El pacto es muy bueno para el Betis. Supone una seguridad, un blindaje, unas cartas, para que Bitton, que ahora mismo es el titular de las acciones, no sea dueño del Betis en un futuro. Es sólo una opción de compra que ya la ejercitaremos según interese o no y según decidan los béticos”, aseguró ayer López Catalán, que coincidió en su valoración con Adolfo Cuéllar, uno de los abogados que han participado en la redacción del acuerdo con Oliver. “Esto no afecta en absoluto al acuerdo de Bitton con el Betis. Había un riesgo de que se levantaran las medidas. Es una opción de compra que a lo mejor no interesa ejecutarla. Hoy el precio hubiese sido menor”, admitió Cuéllar, que ahondó en la trascendencia del auto de la Audiencia: “La cuestión fundamental es que lo que llevamos diciendo una serie de béticos desde hace mucho tiempo parece que se confirma rotundamente, Lopera no puso en el 92 el dinero para suscribir las acciones”.

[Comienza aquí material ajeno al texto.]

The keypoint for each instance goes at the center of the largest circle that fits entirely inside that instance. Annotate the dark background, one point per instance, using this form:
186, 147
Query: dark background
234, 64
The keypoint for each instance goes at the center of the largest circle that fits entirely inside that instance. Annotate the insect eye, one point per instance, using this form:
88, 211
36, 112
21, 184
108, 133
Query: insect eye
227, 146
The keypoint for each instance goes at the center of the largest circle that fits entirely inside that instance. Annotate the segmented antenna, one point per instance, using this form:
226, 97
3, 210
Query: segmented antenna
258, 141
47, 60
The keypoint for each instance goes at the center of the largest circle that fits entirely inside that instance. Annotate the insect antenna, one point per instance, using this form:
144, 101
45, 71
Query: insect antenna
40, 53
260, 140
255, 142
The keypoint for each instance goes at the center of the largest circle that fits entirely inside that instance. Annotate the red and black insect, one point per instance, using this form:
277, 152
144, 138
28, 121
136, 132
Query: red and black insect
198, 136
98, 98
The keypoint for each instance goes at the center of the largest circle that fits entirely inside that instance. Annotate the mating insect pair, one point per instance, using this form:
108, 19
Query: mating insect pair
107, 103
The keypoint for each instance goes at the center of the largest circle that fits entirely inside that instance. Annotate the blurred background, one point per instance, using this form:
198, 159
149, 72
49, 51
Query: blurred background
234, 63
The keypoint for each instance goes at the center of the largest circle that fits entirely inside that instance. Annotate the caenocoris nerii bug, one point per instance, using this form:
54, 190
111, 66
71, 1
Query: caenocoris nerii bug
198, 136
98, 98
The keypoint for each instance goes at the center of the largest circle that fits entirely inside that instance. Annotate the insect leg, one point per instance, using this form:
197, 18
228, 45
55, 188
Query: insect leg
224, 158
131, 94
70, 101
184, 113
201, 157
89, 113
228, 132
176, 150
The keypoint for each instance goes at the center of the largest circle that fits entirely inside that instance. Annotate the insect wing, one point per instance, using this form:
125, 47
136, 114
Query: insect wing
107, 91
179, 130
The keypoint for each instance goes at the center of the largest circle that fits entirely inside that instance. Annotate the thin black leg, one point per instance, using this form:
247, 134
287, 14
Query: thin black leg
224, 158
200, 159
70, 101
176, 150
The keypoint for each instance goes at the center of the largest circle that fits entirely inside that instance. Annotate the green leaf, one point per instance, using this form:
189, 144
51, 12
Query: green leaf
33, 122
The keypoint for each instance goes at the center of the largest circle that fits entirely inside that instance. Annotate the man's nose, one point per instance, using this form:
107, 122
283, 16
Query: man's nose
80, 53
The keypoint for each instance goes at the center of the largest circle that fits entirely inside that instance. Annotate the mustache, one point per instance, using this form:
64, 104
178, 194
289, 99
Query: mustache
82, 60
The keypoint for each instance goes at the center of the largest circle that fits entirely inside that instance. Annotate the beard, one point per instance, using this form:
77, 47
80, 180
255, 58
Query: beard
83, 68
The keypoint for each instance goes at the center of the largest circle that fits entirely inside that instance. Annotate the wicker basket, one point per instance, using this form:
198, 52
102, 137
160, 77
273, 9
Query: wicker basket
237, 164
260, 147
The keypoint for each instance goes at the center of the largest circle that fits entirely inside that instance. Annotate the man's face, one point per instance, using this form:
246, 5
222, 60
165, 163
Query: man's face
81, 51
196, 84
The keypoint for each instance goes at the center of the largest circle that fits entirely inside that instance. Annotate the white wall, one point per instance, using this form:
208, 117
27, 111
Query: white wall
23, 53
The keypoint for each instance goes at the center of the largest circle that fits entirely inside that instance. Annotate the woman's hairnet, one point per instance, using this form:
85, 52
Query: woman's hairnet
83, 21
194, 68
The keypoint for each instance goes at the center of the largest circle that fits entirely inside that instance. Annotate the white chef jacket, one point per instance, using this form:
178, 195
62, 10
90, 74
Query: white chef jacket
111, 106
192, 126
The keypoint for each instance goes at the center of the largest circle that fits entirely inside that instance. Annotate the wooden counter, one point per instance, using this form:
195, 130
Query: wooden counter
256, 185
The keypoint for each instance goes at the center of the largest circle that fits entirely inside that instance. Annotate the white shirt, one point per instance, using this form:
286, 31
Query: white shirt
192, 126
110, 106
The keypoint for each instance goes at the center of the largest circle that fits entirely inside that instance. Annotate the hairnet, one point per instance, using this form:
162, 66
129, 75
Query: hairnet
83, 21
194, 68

Las plataformas, por su parte, incidieron en la necesidad de cambiar la decisión tomada hace dos semanas con el acuerdo con Oliver. “Se abre una gran oportunidad para unir al bético, romper el pacto entre el Betis y Bitton y hacer un consejo de consenso. El lobo no vino, y si lo hizo, fue de mano de los asustados, los que siempre creen que entregar al club es mejor que luchar”, dijo Emilio Soto, de Béticos por el Villamarín. “En el auto se asegura que las acciones de Farusa no están transmitidas, porque el CSD no lo autorizó, esas acciones no se pueden transmitir. Se debería romper el acuerdo y sacar a Bitton del libro de accionistas”, manifestó José Antonio Tirado, presidente de Por Nuestro Betis.

El auto de la Audiencia defiende que con las medidas cautelares se causa menos perjuicio hasta la resolución del pleito principal, de ahí su mantenimiento. Además, entre otros argumentos para rechazar el recurso de Lopera, al que impone el pago de las costas, expone las contradicciones de la propia Farusa en los autos sobre si suscribió las acciones en 1992, y afirma que la transmisión de acciones de Lopera a Oliver no es efectiva, al faltar la autorización del Consejo Superior de Deportes, como la propia Farusa ha sostenido también en diversos momentos.